Item Overlooked in Certification
We recently had a certification conducted on one of our models (reference case). It was for an early stage LCA (Target Setting) and we had inadvertently added an additional wall item into the model after the initial Certification Feedback that wasn’t picked up by the certifier. The model is now certified and we have cloned that model to produce our “Proposed” and “Improved” designs. SHouldn’t the certifier have ensured accuracy of the initial model to prevent the rework that we may now be up for?
That is a great question and it doesn’t have a straight forward answer. Firstly, the certifiers don’t re-review the whole model after every round of the review. There is an initial thorough review, then feedback is provided to the user. Once the user has responded to each feedback and notifies the reviewer that the design is ready for the next round, the reviewer will focus on the items that were questioned during the initial review. This is an inherent risk in most review processes which focus on addressing specific issues each round of review rather than starting a new ground up review each time. If you made changes to the design outside of the reviewers feedback which are then not communicated to the reviewer, it can quite easily be missed by the reviewer subsequent to their initial thorough review.

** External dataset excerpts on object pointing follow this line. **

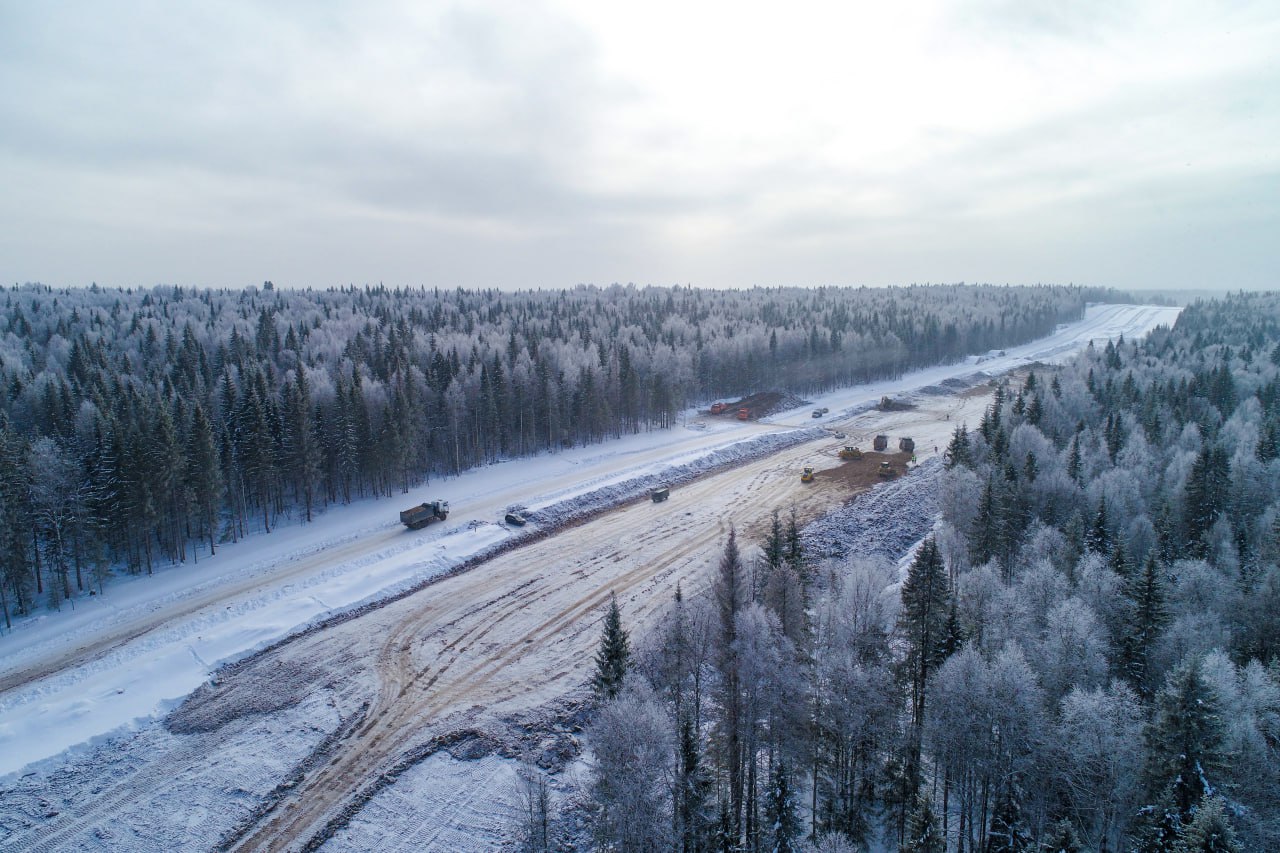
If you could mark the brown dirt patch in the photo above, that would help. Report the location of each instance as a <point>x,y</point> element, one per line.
<point>860,474</point>
<point>760,405</point>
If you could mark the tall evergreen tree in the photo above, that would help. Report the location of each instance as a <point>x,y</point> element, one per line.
<point>1184,739</point>
<point>1008,833</point>
<point>780,812</point>
<point>923,621</point>
<point>1210,831</point>
<point>613,657</point>
<point>1150,616</point>
<point>923,834</point>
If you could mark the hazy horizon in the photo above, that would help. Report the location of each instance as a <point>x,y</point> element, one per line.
<point>542,145</point>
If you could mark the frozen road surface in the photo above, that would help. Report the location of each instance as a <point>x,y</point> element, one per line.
<point>289,746</point>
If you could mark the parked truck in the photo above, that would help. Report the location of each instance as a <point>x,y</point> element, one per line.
<point>425,514</point>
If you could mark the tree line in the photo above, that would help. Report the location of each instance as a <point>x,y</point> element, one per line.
<point>1082,657</point>
<point>152,424</point>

Secondly the reviewer does not repeat the whole review of the LCA study to identify issues with your study. This would lead to a review effort and cost higher than the study cost. So things may be missed even though that is certainly not the intent. Our aim in the Life Cycle Design Coaching team is to ensure that design conclusions drawn from the study are not at risk due to inaccuracies in the study. For example, if a reviewer misses something that leads to a design strategy being overlooked, that’s a bad outcome for the planet and the project stakeholders therefore this is something we put a lot of effort into avoiding. If however the number of door knobs were calculated incorrectly and the reviewer didn’t pick that up, that will be very unlikely to drive overall conclusions made from the study and not something that will get attention during the review (providing they’re not made of gold!). So the relative magnitude of the item in question is also very important.